Nachdem der Betr. gegen einen Bußgeldbescheid fristgerecht Einspruch eingelegt und die Bußgeldbehörde das Verfahren über die Staatsanwaltschaft an das AG weitergleitet hatte, beantragte die Verteidigerin Einsicht in die Verfahrensakte sowie Einsicht in die bei der Geschwindigkeitsmessung angefallene Messreihe mit Rohmessdaten, Statistikdatei, Case-List, Token-Datei und Passwort, in Wartungs-, Instandsetzungs- und Eichnachweise sowie in den Beschilderungsplan und die verkehrsrechtliche Anordnung zur Geschwindigkeitsbeschränkung. Hinsichtlich der weiteren Einzelheiten wird auf den besagten Antrag verwiesen.
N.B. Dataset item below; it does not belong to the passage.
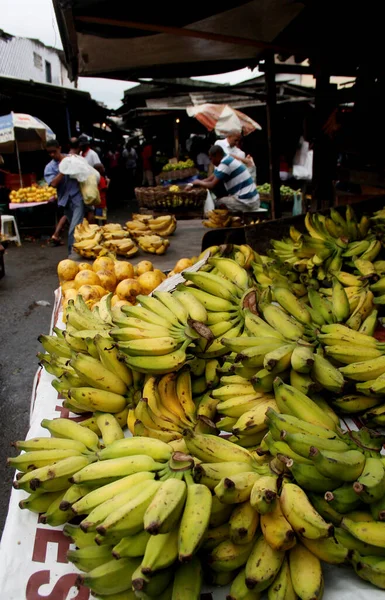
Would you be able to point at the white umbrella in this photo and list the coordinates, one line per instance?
(23, 133)
(222, 118)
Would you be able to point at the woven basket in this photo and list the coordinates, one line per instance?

Dieser Antrag wurde von demjenigen Richter des AG Heidelberg abgelehnt, der ausschließlich für die Bearbeitung der Verfahren der gerichtlichen Entscheidung nach § 62 OWiG zuständig ist und bereits einmal – vor der Abgabe an das AG – in dieser Funktion ein gleichlautendes Ersuchen abgelehnt hatte. Der darauf von der Verteidigerin eingelegten Beschwerde half wiederum dieser Richter nicht ab und legte das Beschwerdeverfahren mit Nichtabhilfebeschluss der Kammer vor. Das LG Heidelberg hat auf die Beschwerde des Betr. den Beschluss des AG und den Nichtabhilfebeschluss aufgehoben.

2 Aus den Gründen:

"Die Beschwerde ist vorliegend zulässig und begründet, ohne dass es auf die Beantwortung der umstrittenen Fragen zum Umfang des Einsichtsrechts in Bußgeldverfahren und zur Möglichkeit, Rechtsmittel gegen eine Einsichtsversagung einlegen zu können, ankäme. Denn der ablehnende Beschluss leidet unter dem hier durchgreifenden Mangel, dass er vom unzuständigen Richter erlassen wurde, der ausweislich des Geschäftsverteilungsplans des AG ausschließlich für Verfahren nach § 62 OWiG zuständig ist. Mit am 25.4.2019 über die Staatsanwaltschaft erfolgter Vorlage des Bußgeldverfahrens an das AG wurde das gerichtliche Bußgeldverfahren anhängig und die nach dem Geschäftsverteilungsplan vorgesehene Abteilung 15 zuständig. Dieser obliegen ab dem Verfahrenseingang auch alle terminsvorbereitenden Entscheidungen, einschließlich der Frage nach der Gewährung von Einsicht in die Akten oder sonstige Unterlagen. Insoweit durfte das erneute Gesuch vorliegend nicht dem vormals im Verfahren nach § 62 OWIG befassten Richter erneut vorgelegt werden, für den sich auch aus seiner früheren Zuständigkeit nicht etwa eine Annexkompetenz herleiten lässt. Vielmehr hat nunmehr der zuständige Abteilungsrichter den Einsichtsantrag in eigener Zuständigkeit zu bescheiden, weshalb der versagende Beschluss und der Nichtabhilfebeschluss aufzuheben waren."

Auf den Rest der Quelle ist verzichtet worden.